Abstract: : Purpose: SH3BP4 is a 107 kD protein that has a putative death domain located at its C-terminus and may play an important role in apoptosis. The purpose of this study is to determine if SH3BP4 is a component of the neural retina and if SH3BP4 protein levels are affected by intense light damage induced apoptosis. Methods: Rats were reared in either dim cyclic light (20-30 Lux) or in darkness. Light damage was induced by exposing rats to intense green light (1200 Lux) for various periods of time. Rats were sacrificed, neural retinas dissected, proteins separated by electrophoresis and Western blotted using a SH3BP4 specific antibody.
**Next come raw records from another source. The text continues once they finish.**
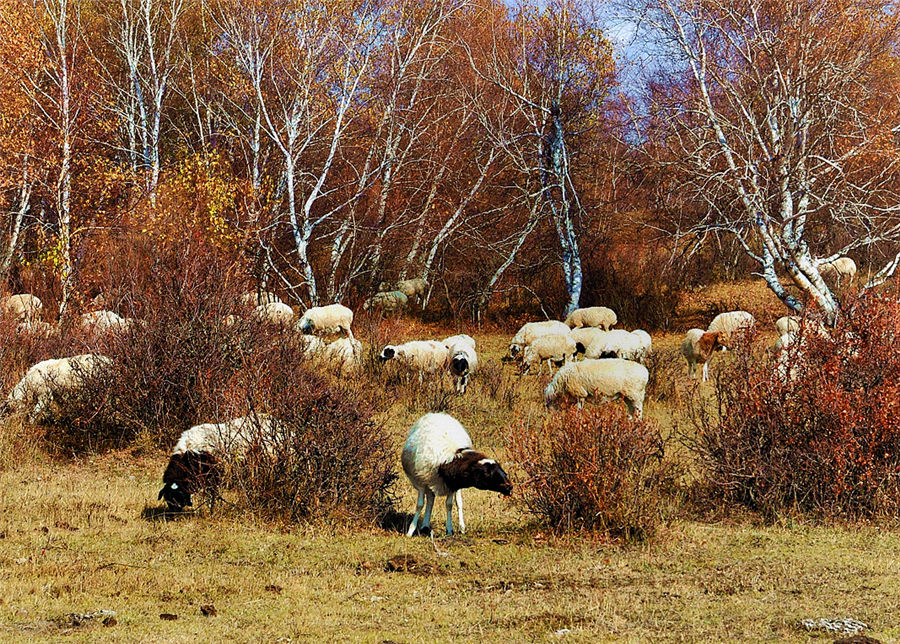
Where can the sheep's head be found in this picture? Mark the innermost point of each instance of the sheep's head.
(176, 496)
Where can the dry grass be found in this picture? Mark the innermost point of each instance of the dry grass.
(78, 536)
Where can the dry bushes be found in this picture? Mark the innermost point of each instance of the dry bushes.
(821, 437)
(596, 469)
Data was quantitated by measuring band intensity in pixels / µg total protein. Results: Preliminary studies using young dystrophic RCS rats and P23H transgenic rats show that SH3BP4 is present in the retina prior to photoreceptor cell degeneration. However, SH3BP4 concentrations are reduced by 50% in 58 day old RCS rats and ≷ 7 month old P23H rats indicating that SH3BP4 may be a component of both the inner and outer retinal layers. In light damage studies, dark reared rats showed a 2.5 fold increase in SH3BP4 expression after exposure to 8 hrs of intense light. Similarly, cyclic-light reared rats showed a 2-3 fold increase in SH3BP4 expression in response to 2-12 hrs of intense light. After 24 hrs of recovery in the dark SH3BP4 levels increased as photoreceptor cell loss occurred. 24 hrs of light damage caused a decrease in SH3BP4 compared to controls that may also be attributable to progressive cell death. These results correlate well with in vitro studies using RPE cells where an increase in SH3BP4 expression is observed 2-8 hrs after incubation with a pro-oxidant followed by rapid degradation of SH3BP4. Conclusion: These results show that SH3BP4 is a component of the neural retina and is mostly likely present in both the inner and outer layers. SH3BP4 also appears to have a potential role in apoptosis where protein levels increase in response to light damage.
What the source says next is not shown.